Here's a somewhat free translation of an event which occurred in 1823 - I apologize for the salty language, but if it is written frankly in the record then I can write it frankly here. Zimmels was more circumspect than I:
Testimony recorded on Sunday 17 Iyar 5583 (1823) regarding the marriage of Yitzchak Ikey ben Hirsch to Esther bat Lazar. Esther said that he married her, witnessed by Binyamin who is called Johnny ben Avraham, and he gave her a ring with the intent of consecration. A little later he took the ring from her, promising to give her a different ring. However, Ikey denies it occurred at all, and says that he never gave her anything. What he says happened is that there were many young ladies present and he said to all of them in a joking way a term of consecration, in English, "You bitches, you all belong to me."

The witness Johnny was examined and the substance of his testimony was that this event occurred a week after Passover, which marked the seven years he had worked in the household of a Mr. Lee alongside Ikey. He didn't remember anything other than hearing him say "Harei at mekudeshet li, you bitch[es] belong to me." Johnny didn't recall anything beyond what Ikey testified, or if he said it in the singular (you bitch) or plural (you bitches). He also didn't remember if he saw him give her a ring or something else, it was "something which isn't doesn't register as important" since he didn't realize he'd be called to testify.
7 Heshvan 5523 (1823). The Chief Rabbi, head of the Beth Din, arranged for a get for the matter of the lad Yitzhak Isaac ben Zvi Hirsch, and the young lady Rahel Rachel bat Eliezer Lazar also called Blind Lazar. The scribe was Menachem ben Rabbi Meshulem Ha-levi. The witnesses of the granting of the get were Zerach ben Aharon Ha-Levi and R. Ezriel ben R. David Ha-levi. The judges were R. Wolf Galen and myself [i.e., R. Shlomo Zalman, another dayan on the Bet Din].
Whatever occurred, we can see that this mock 'wedding' resulted in an actual get being written. Zimmels already calls attention in the notes to the discrepancy of names. This is not so problematic if we assume that Rahel was her Hebrew name, and Rachel her formal or legal name. Esther was probably her nickname, for who knows what reason. But it clearly talking about the same people and is the very next entry in the pinkas.

Many pages of this pinkas are discussed, and a few facsimiles even printed, in a very good book called From One End of the Earth to the Other: the London Bet Din, 1805-1855, and the Jewish Convicts Transported to Australia" by Jeremy I. Pfeffer. Unfortunately this page was not reproduced, but you can see an idea of what the ledger looks like:



Interestingly, about 70 years later Israel Zangwill would publish his novel Children of the Ghetto. One event which occurs in this book is a mock wedding and the subsequent writing of a get. This becomes a tragedy, because the girl is unable to marry the man she really loves - he is a kohen. This particular plot device was not received well by certain self-conscious Jews who denied that such a thing is possible, or, allowed that even if it was that Zangwill showed disloyalty by presenting Judaism in its worse light.

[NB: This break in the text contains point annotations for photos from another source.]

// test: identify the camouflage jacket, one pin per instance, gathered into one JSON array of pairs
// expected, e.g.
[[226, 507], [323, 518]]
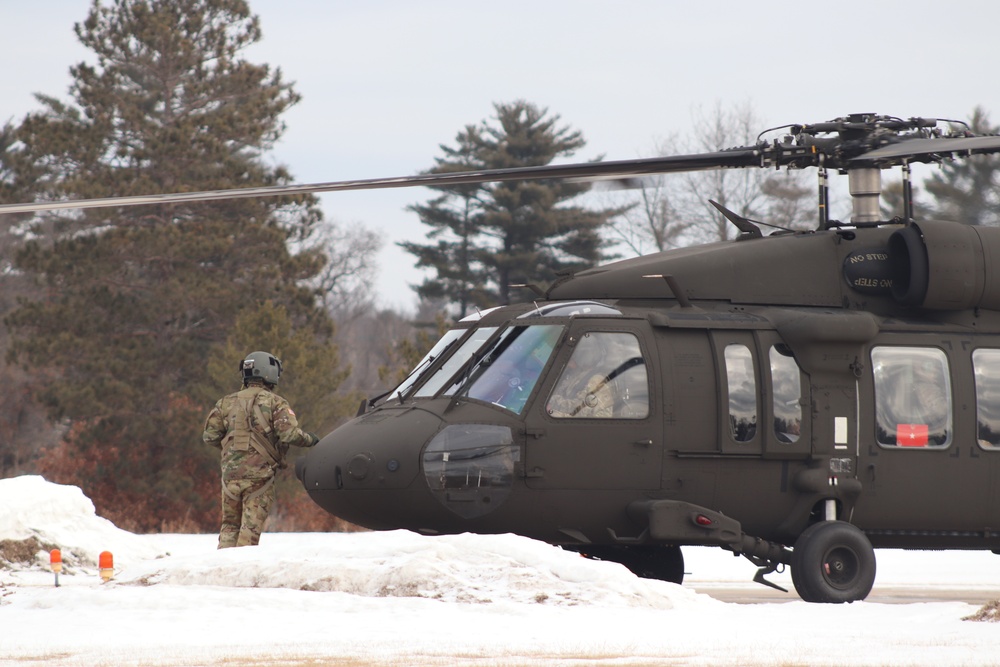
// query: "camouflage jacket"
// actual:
[[254, 429]]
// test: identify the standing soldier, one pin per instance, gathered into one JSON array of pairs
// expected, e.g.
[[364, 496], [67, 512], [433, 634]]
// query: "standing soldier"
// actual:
[[254, 428]]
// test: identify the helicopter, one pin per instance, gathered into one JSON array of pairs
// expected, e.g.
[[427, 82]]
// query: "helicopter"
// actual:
[[799, 398]]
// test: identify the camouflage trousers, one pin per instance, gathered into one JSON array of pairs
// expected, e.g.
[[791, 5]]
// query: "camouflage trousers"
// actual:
[[245, 506]]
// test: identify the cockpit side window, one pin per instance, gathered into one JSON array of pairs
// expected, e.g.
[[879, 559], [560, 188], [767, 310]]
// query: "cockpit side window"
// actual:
[[605, 378], [912, 397]]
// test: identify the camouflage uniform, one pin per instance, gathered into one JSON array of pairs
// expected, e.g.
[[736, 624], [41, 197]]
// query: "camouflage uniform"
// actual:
[[592, 400], [254, 428]]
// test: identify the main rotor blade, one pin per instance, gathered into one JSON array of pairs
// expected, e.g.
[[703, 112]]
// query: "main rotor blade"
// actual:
[[933, 146], [588, 171]]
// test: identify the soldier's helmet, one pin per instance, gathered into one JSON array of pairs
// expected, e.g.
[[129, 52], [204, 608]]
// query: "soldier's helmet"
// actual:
[[261, 365]]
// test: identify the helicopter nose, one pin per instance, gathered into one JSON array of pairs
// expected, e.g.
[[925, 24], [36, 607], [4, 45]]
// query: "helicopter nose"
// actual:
[[377, 452]]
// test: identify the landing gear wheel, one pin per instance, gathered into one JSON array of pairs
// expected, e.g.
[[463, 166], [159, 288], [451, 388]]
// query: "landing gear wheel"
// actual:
[[833, 561], [665, 563]]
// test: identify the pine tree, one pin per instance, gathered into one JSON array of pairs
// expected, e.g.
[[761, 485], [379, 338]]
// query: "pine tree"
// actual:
[[968, 190], [138, 300], [496, 235]]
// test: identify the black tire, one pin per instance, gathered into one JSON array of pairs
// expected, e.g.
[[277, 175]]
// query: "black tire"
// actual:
[[833, 562]]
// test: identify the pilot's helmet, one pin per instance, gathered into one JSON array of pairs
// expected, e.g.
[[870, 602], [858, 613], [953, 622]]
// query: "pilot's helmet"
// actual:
[[261, 365]]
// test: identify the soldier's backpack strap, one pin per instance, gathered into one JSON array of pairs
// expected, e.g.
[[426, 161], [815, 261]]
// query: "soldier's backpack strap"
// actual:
[[259, 439]]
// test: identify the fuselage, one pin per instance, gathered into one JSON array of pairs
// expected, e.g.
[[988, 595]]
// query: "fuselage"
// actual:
[[793, 376]]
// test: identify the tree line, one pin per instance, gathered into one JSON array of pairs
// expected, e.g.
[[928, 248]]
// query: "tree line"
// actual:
[[122, 326]]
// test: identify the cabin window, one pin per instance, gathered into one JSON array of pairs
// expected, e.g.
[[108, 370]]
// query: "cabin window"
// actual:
[[742, 392], [786, 394], [912, 397], [605, 378], [986, 364]]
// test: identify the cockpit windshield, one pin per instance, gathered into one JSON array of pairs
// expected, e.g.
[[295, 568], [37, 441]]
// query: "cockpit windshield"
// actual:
[[507, 375], [457, 360], [497, 366], [439, 348]]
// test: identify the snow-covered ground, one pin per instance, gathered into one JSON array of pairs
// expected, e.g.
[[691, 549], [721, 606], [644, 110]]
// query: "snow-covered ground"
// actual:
[[398, 598]]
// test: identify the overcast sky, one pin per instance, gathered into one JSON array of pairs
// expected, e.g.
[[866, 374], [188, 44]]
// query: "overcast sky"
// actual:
[[384, 83]]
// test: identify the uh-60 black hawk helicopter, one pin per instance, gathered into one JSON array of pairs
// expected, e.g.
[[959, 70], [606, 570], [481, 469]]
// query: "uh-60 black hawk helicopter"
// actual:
[[798, 398]]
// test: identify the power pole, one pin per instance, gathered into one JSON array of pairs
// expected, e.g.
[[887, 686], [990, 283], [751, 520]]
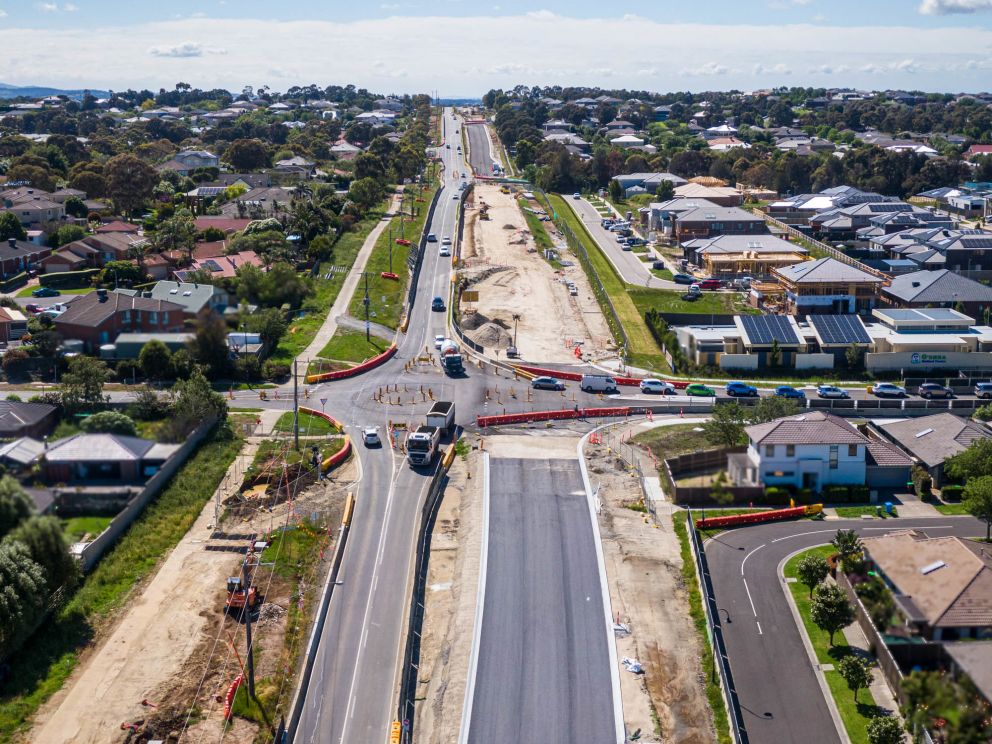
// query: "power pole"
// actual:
[[296, 409]]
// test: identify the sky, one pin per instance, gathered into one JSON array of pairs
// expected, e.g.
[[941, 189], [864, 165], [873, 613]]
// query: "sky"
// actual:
[[459, 48]]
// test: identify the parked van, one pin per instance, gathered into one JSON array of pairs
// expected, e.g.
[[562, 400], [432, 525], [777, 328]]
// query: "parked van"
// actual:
[[598, 384]]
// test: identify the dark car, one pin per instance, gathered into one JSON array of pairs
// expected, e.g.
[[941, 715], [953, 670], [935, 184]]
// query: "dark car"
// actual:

This became a matter of public debate when a play based on the book was bought to the stage in New York (some also had a problem with reciting prayers in the play, or reciting it with God's name). There was even a critical editorial in the New York Times (Oct. 18, 1899) which you can read here.

In the Jewish press, scholars duked it out. One rabbi maintained that Zangwill's presentation of halacha was correct and it was "a triumph of Jewish law," which was grabbed as an advertisement blurb for the play on New York streetcars! Others, such as the great Talmudist Lewis N. Dembitz and others argued that such a mock wedding is not valid according to Jewish law. Rabbi Frederick de Sola Mendes warned that "laymen" i.e. Zangwill, should not involve themselves in halachic discussion, and that the play was "a triumph of ignorance of Jewish law," if it was a triumph. George Alexander Kohut and Gotthard Deutsch both produced responsa (from Chacham Zvi and others) concerning such mock weddings and required divorces. Little did they know - and one wonders if somehow Zangwill had heard - that lying in an old pinkas in London was the record of an actual case like it.